11 juillet 2018

Un grand chambardement bienfaisant. Pourquoi pas ?

Par Jean-Pierre Brun

De mon passé de footballeur, il me revient un événement auquel j’avais participé en 1959. Sur la pelouse de ce qui était encore le stade-vélodrome du Parc des Princes, se déroulaient des rencontres opposant les sélections professionnelles, scolaires et universitaires du Brabant et de l’Île-de-France. Cela avait été pour moi l’occasion de jeter un œil aussi rond que le ballon qui nous réunissait sur la réalité de la fracture linguistique sinon culturelle de la Belgique.

Coupe du monde football 2018.

Ce problème, qui fut longtemps crucial pour les autorités du royaume, est pourtant sur le point d’être résolu. Rassurez-vous, les décisions politiques spécifiques visant à son règlement, le plus souvent controversées d’ailleurs, n’y sont pour rien. Il a suffi que le temps et son érosion fassent leur œuvre et que les vents du sud apportent de nouvelles sédimentations pour que cette querelle des anciens fasse doucettement place à d’autres beaucoup plus modernes.

Une fois encore le football s’avère être un révélateur original.
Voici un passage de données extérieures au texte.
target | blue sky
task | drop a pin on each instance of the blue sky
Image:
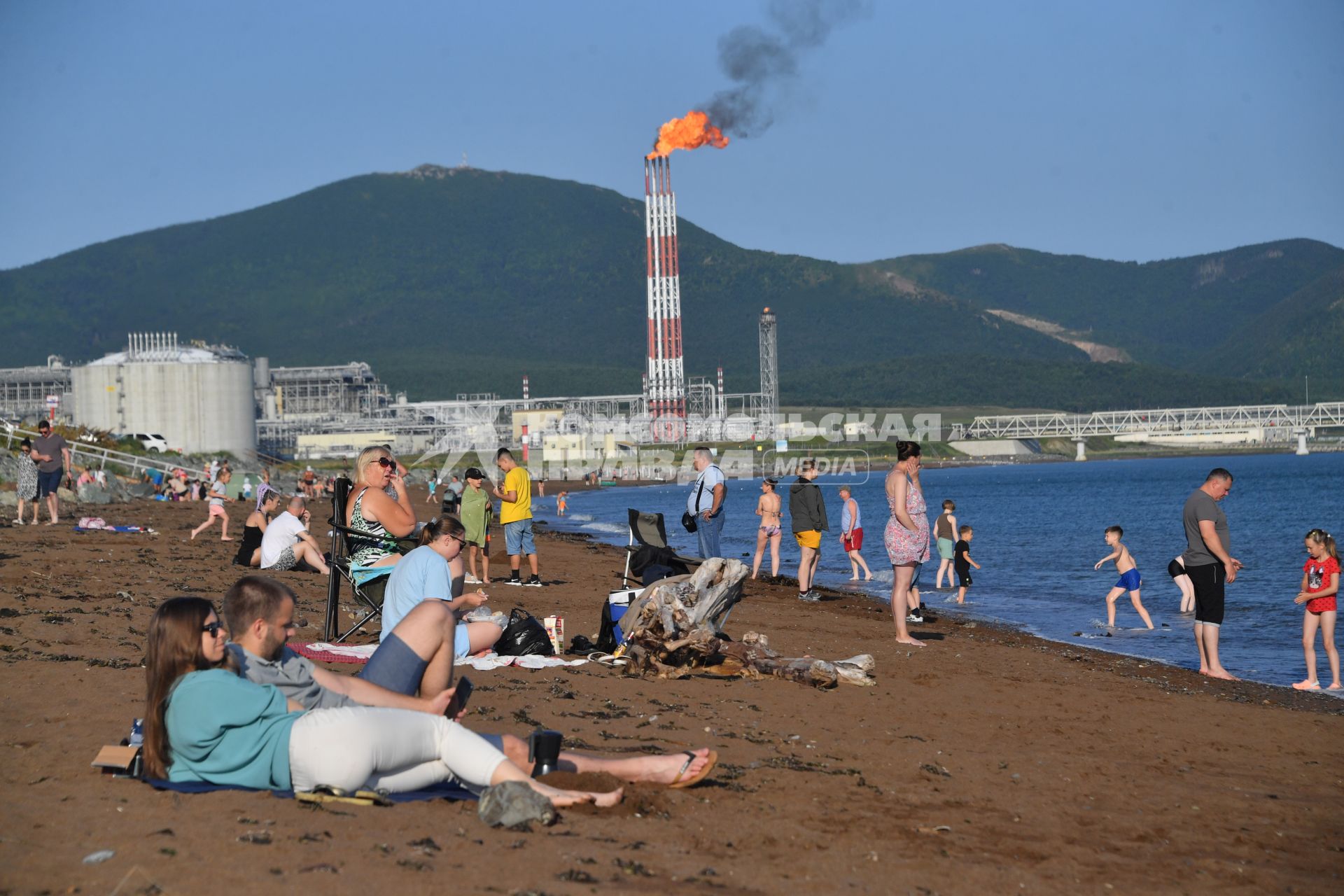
(1130, 131)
Le jeudi 28 juin, dans le cadre de la coupe du monde 2018, la Belgique aligne au coup d’envoi une équipe on ne peut mieux « Blacks-Blancs-Beurs » : Thibaut Courtois, Tobias Alderweireld, Dedrick Boyata, Thomas Vermaelen, Nacer Chadli, Marouane Fellaini, Moussa Dembélé, Adnan Januzaj, Youri Tielemans, Michy Batshuayi, Thorgan Hazard.

Pour mémoire, exhumons l’équipe belge qui affrontait l’Allemagne le 2 mars 1958 : Louis Leysen, Henri Diricx, Louis Carré, Henri Thiellin, Victor Mees, Jean Mathonet, Jef Jurion, Richard Orlans, Martin Lippens, Jef Vliers et Rik Coppens. Imaginez un instant les cauchemars du sélectionneur d’alors… Comment faire cohabiter des Flamands, plus flahutes les uns que les autres, et des Wallons, aussi irréductibles qu’ombrageux ?

Heureuse évolution, n’est-il pas ? Avouez-le.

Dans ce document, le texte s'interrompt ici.